Netflix's biggest mistake, according to Reed Hastings in No Rules Rules, was being unfocused while transitioning from DVD mailing to streaming. In 2007, Netflix launched Qwikster to handle its DVD market. However, it was obvious that streaming would become the predominant way of accessing video content. With two different companies, they charged separately for each service, even though there was one price before launch. "The new arrangement would allow Netflix to focus on building the company of the future without being weighed down by the logistics of DVD mailing, which was our past," recalls Hastings. However, the announcement provoked a customer revolt. Not only was the new model more expensive, but it also meant customers had to manage two websites and two subscriptions instead of one. Over the next few quarters, Netflix lost millions of subscribers, and its stock dropped more than 75 percent in value. "Everything we built was crashing down because of my bad decision," writes Hastings.
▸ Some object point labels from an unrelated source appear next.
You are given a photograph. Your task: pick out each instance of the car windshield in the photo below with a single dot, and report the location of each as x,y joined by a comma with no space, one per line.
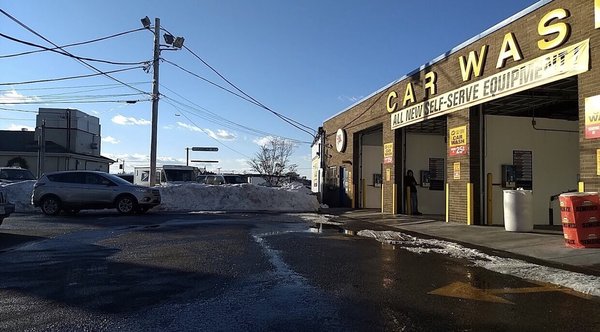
116,179
16,174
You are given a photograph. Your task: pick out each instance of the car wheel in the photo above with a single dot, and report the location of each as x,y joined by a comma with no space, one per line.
143,209
72,212
50,205
126,205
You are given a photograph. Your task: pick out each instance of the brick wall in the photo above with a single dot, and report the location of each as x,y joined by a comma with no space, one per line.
372,111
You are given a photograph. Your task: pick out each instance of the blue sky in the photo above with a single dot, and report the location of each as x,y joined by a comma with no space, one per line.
307,60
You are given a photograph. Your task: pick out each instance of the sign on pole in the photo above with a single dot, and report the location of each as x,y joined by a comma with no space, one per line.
205,161
204,148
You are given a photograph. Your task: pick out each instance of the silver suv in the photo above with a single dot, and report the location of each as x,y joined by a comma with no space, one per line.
71,191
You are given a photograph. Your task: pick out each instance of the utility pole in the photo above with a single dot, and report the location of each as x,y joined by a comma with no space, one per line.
41,149
154,102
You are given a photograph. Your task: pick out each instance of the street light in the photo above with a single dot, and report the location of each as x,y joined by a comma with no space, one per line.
177,44
146,22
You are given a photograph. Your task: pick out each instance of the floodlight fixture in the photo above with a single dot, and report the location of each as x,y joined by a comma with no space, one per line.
168,38
178,42
146,22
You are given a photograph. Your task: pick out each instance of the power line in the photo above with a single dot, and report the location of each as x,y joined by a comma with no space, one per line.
211,82
74,102
81,61
204,131
75,77
17,110
74,44
108,86
17,119
290,121
217,119
70,55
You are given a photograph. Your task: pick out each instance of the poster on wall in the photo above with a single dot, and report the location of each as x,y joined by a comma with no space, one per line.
388,153
456,167
458,141
523,163
592,117
436,173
Companies going through transformational change tend to drift back into confusion. Grove is adamant about the importance of a clear direction:
“Organisations in the valley of death are very sensitive to obscure and ambiguous signals form their management. Clarity of direction, which includes describing what we are going after as well as describing what we will not be going after, is exceedingly important at the late stage of a strategic transformation. The time for listening to the Cassandras is over. The time for experimentation is over. The time to issue marching orders – exquisitely clear marching orders – to the organisation is here.”
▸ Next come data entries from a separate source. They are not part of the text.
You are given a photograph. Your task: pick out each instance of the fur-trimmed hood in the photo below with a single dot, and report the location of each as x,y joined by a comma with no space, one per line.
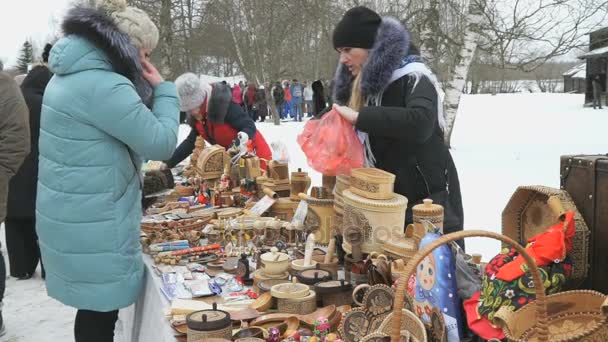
390,47
93,41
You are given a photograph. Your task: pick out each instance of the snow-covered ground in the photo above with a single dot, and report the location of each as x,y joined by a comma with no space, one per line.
499,143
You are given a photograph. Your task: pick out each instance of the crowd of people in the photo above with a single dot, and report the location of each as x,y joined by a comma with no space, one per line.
293,100
98,107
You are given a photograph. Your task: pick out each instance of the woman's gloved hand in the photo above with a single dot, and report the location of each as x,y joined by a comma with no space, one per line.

While strategic action is paramount, Grove also emphasises the importance of culture, specifically the dialectic between bottom-up and top-down actions. He recalls that it was the bottom-up actions of middle management that “made the exit from memories less cataclysmic”. While top management was still debating the right strategy, middle management took autonomous action and gradually allocated resources away from declining memory chips to other products that generated better margins, such as microprocessors. While middle managers could only affect things locally, their actions met halfway with those generated by senior management.
Another key feature of a powerful and adaptive company moving through transformational change is its ability to deal with two subsequent phases: tolerating chaos and showing discipline. Grove says such an organisation has two attributes: it tolerates and even encourages debate and is capable of making and accepting clear directions, with the entire organisation supporting the decision. Organisations with these characteristics are far more change-ready than others.
Published over 25 years ago, Grove’s account reads like a prequel to Innovator’s Dilemma which came out a year later. In fact, Grove and Christensen knew each other well (they appeared together on the cover of Forbes magazine in 1999), and it could have been one of their conversations in which Grove wondered why “brilliant computer executives had such a hard time facing the reality of technologically driven strategic inflection points?” that inspired Christensen’s pursuit. Under Grove’s leadership, Intel proved that, as an incumbent, it could evade the Innovator's Dilemma by disrupting itself. However, Intel's post-Grove story shows how challenging it is even for former disruptors to navigate rapid change and for winners to stay paranoid.
Only the Paranoid Survive is a compulsory read covering the roles of strategy, culture, and leadership in navigating disruptive change. Andy Grove also introduced the concept of OKRs (Objectives and Key Results) to Intel in the 1970s, which he documented in his book High Output Management in 1983.